The opinion of the court was delivered by: Honorable Hugh B. Scott United States Magistrate Judge
Pending before the Court is a motion (Dkt. No. 84) by defendant Dale Lockwood for reconsideration of the Court's order of detention of March 7, 2011. Defendant seeks release or a reopening of his detention hearing on the grounds that his co-defendants have been released, that wiretapped conversations including him are non-criminal in nature, and that suitable conditions of release exist. The Government opposes release on the grounds that defendant has not demonstrated a change of circumstances that would warrant the relief requested. The United States Probation Office ("USPO") recommends continued detention.
The Court held oral argument on December 2, 2011. For the reasons below, the Court denies defendant's motion.
This case concerns allegations that defendant and 11 other individuals conspired to run a drug operation in the Western District of New York between 2006 and 2011. The indictment, filed on March 2, 2011, contains 35 counts plus two forfeiture allegations. Only Count One concerns this defendant. In Count One, the Government charged defendant with conspiracy to possess with intent to distribute, and to distribute, five kilograms or more of a mixture or substance containing cocaine, in violation of 21 U.S.C. §§ 841(a)(1), 841(b)(1)(A), and 846. The Court arraigned defendant on March 3, 2011. On March 7, 2011, the Court held a detention hearing for defendant, at the end of which it held orally that defendant would remain in custody because he presented a risk of danger to the community and a risk of flight. The Court relied on defendant's USPO pretrial services report, dated March 3, 2011. According to the pretrial services report, defendant was a maintenance laborer at the time of his arrest and held prior jobs as a taxi cab driver and a laborer at Bethlehem Steel. Defendant's criminal history included a conviction in 1975 in Buffalo City Court for attempted possession of a loaded firearm; a conviction in 1986 in Georgia for felony drug possession and purchases; and a conviction in 1992 in Cheektowaga Town Court for driving while intoxicated. The pretrial services report included information that the agents who arrested defendant and searched his residence found the following on the premises: an Uzi submachine gun, a defaced firearm, a bulletproof vest, and money in both a crawl space and a closet.
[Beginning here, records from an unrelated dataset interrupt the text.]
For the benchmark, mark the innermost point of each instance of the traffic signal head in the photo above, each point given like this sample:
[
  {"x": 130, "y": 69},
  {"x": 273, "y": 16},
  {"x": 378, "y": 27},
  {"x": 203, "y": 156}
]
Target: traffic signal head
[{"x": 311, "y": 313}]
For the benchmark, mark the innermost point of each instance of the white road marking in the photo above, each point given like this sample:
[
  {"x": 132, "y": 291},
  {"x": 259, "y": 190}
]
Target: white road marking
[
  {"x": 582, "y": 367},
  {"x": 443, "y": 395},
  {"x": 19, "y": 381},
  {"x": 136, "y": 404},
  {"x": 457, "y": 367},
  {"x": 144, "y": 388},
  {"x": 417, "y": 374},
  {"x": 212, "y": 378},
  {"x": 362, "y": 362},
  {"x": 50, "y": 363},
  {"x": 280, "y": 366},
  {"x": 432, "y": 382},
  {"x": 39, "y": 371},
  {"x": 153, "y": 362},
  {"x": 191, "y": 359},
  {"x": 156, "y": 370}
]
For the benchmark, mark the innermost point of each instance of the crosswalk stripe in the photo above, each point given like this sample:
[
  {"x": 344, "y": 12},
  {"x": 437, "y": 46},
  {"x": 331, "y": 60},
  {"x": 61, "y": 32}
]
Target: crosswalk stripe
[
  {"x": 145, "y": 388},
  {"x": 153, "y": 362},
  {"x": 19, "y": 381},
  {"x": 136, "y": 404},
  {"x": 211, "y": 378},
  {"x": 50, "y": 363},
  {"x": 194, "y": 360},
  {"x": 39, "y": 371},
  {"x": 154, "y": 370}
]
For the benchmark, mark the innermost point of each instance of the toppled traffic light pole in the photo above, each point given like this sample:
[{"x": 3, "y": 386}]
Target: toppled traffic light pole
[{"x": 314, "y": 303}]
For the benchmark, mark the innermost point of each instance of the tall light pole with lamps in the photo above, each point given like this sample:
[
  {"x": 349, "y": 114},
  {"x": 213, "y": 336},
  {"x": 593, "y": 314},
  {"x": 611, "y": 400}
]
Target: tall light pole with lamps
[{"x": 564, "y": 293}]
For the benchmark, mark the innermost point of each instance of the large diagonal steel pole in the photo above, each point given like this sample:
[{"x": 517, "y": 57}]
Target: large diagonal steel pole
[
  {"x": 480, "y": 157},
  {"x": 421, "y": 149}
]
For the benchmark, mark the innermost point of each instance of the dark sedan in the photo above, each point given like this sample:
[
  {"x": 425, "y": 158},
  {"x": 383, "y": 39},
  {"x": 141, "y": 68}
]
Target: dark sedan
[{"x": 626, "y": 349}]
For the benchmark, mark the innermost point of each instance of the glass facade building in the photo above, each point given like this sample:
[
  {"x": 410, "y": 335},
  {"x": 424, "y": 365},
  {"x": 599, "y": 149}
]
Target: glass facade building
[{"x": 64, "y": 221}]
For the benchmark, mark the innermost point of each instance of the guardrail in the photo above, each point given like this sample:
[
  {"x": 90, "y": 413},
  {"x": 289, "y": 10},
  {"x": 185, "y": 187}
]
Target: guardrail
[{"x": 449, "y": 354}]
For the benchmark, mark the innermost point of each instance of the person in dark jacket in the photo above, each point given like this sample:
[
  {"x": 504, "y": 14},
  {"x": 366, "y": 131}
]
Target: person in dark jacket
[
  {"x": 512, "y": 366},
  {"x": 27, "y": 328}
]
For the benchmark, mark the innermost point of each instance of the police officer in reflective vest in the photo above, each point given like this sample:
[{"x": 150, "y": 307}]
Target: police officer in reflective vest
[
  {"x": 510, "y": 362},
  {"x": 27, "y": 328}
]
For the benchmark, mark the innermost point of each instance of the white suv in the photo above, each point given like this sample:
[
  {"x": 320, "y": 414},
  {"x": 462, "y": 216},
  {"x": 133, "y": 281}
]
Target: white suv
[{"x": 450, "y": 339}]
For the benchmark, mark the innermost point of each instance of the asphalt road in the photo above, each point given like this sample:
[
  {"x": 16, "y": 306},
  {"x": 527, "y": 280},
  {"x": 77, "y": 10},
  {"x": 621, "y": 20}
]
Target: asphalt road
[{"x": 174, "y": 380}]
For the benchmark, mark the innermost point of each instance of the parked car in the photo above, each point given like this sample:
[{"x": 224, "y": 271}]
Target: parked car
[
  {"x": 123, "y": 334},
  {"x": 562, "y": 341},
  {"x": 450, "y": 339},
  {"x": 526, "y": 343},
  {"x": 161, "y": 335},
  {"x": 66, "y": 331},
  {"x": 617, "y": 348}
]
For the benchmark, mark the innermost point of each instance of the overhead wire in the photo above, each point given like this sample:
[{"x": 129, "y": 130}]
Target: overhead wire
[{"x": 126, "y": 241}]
On September 27, 2011, defendant filed the pending motion for reconsideration of detention. In support of his motion, defendant suggests that the wiretap evidence disclosed to him barely includes him at all and is non-criminal in nature. Additionally, defendant notes in summary fashion that every co-defendant in this case has been released on various conditions. Defendant concludes his motion by asserting that, given the time that will pass before the case is ready for trial, the Court should consider several factors that weigh in favor of release on conditions. According to defendant, he lives alone and owns two residences, either of which he is willing to submit for electronic monitoring or home confinement. Defendant asserts that he has had no criminal convictions in the past 20 years. Finally, defendant's motion papers contain the statement that he "is a businessman and is unable to conduct his business from his prison cell where he is detained." (Dkt. No. 84 at 3.)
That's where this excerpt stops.